What is the management plan for a 32-year-old woman with a high-grade malignant breast mass, BRCA2 (Breast Cancer Gene 2) mutation, and history of ovarian cancer in her mother, currently scheduled to begin chemotherapy?

From the Guidelines

For this 32-year-old woman with newly diagnosed breast cancer and BRCA2 mutation, I recommend risk-reducing salpingo-oophorectomy (RRSO) between the ages of 35 and 40, or individualized based on the earliest age of onset of ovarian cancer in her family, as the most effective method for reducing ovarian cancer risk. This recommendation is based on the guidelines for genetic/familial high-risk assessment: breast and ovarian, which suggest that RRSO should be considered ideally between 35 and 40 years of age, or individualized based on the earliest age of onset of ovarian cancer in the family 1. Additionally, the ESMO clinical practice guidelines for cancer prevention and screening in BRCA mutation carriers and other breast/ovarian hereditary cancer syndromes recommend RRSO as the most effective measure for reducing the risk of ovarian cancer, and suggest that it should be carried out at age 35–40 1. The patient's family history of ovarian cancer and her BRCA2 mutation status increase her risk of developing ovarian cancer, making RRSO a crucial consideration for her care. It is also important to discuss the option of risk-reducing mastectomy with the patient, as well as the potential benefits and risks of chemoprevention options for breast and ovarian cancer 1. Regular follow-up and screening for breast and ovarian cancer, as well as counseling on reproductive desires and management of menopausal symptoms, should also be part of her comprehensive care plan. The use of oral contraceptives may be considered as a risk-reducing measure for ovarian cancer, as suggested by the ESMO guidelines 1, but the primary recommendation for this patient would be RRSO. Overall, the goal of these recommendations is to reduce the patient's risk of developing ovarian and breast cancer, while also considering her reproductive desires and overall quality of life.

From the Research

Patient's Condition and Treatment

• The patient is a 32-year-old woman with a history of multiple pregnancies and a recent miscarriage.
• She has been diagnosed with high-grade malignant breast cancer and is scheduled to begin chemotherapy.
• The patient has a family history of ovarian cancer, with her mother dying from the disease at age 50, and has been found to have a mutation in the BRCA2 gene.
• She has been advised to avoid pregnancy during chemotherapy.

Contraception Options

• The patient has previously used oral contraceptive pills without adverse effects.
• The use of intrauterine devices (IUDs) has been studied in relation to cancer risk, with some evidence suggesting that both levonorgestrel-releasing and copper IUDs may reduce the risk of endometrial and ovarian cancer 2.
• However, there is limited evidence on the safety of IUD use among women with ovarian cancer, with one systematic review finding no data to suggest that IUD use would lead to worsening of primary ovarian cancer 3.

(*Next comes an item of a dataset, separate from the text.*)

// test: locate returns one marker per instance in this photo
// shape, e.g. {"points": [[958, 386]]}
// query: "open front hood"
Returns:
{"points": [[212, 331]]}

Chemotherapy and Fertility

• Chemotherapy is a widely recognized form of cancer treatment that uses cytotoxic drugs to kill cancer cells and prevent their reproduction 4.
• The goals of chemotherapy can be curative, palliative, or adjunctive, and combination chemotherapy is commonly prescribed.
• Chemotherapy can have various side effects, including fatigue, nausea, vomiting, and hair loss, as well as increased risk of infection and inflammation of organs such as the heart, lungs, and liver.

Timing of Chemotherapy

• The optimal timing of chemotherapy in breast cancer is unclear, but increased time-to-chemotherapy (TTC) may have a negative prognostic impact, and delays beyond 4 weeks should be avoided 5.
• The patient's chemotherapy schedule should be determined by her healthcare provider, taking into account her individual needs and medical history.

HIV-1 Risk and Contraceptives

• Some observational studies suggest that certain contraceptives, such as the long-acting injectable progestin contraceptive, may increase the risk of HIV-1 acquisition.
• However, a study on the effects of levonorgestrel-containing IUDs, copper IUDs, and levonorgestrel-containing oral contraceptives on susceptibility to HIV-1 found no association between these contraceptives and increased rates of HIV-1 entry into female reproductive tract cells 6.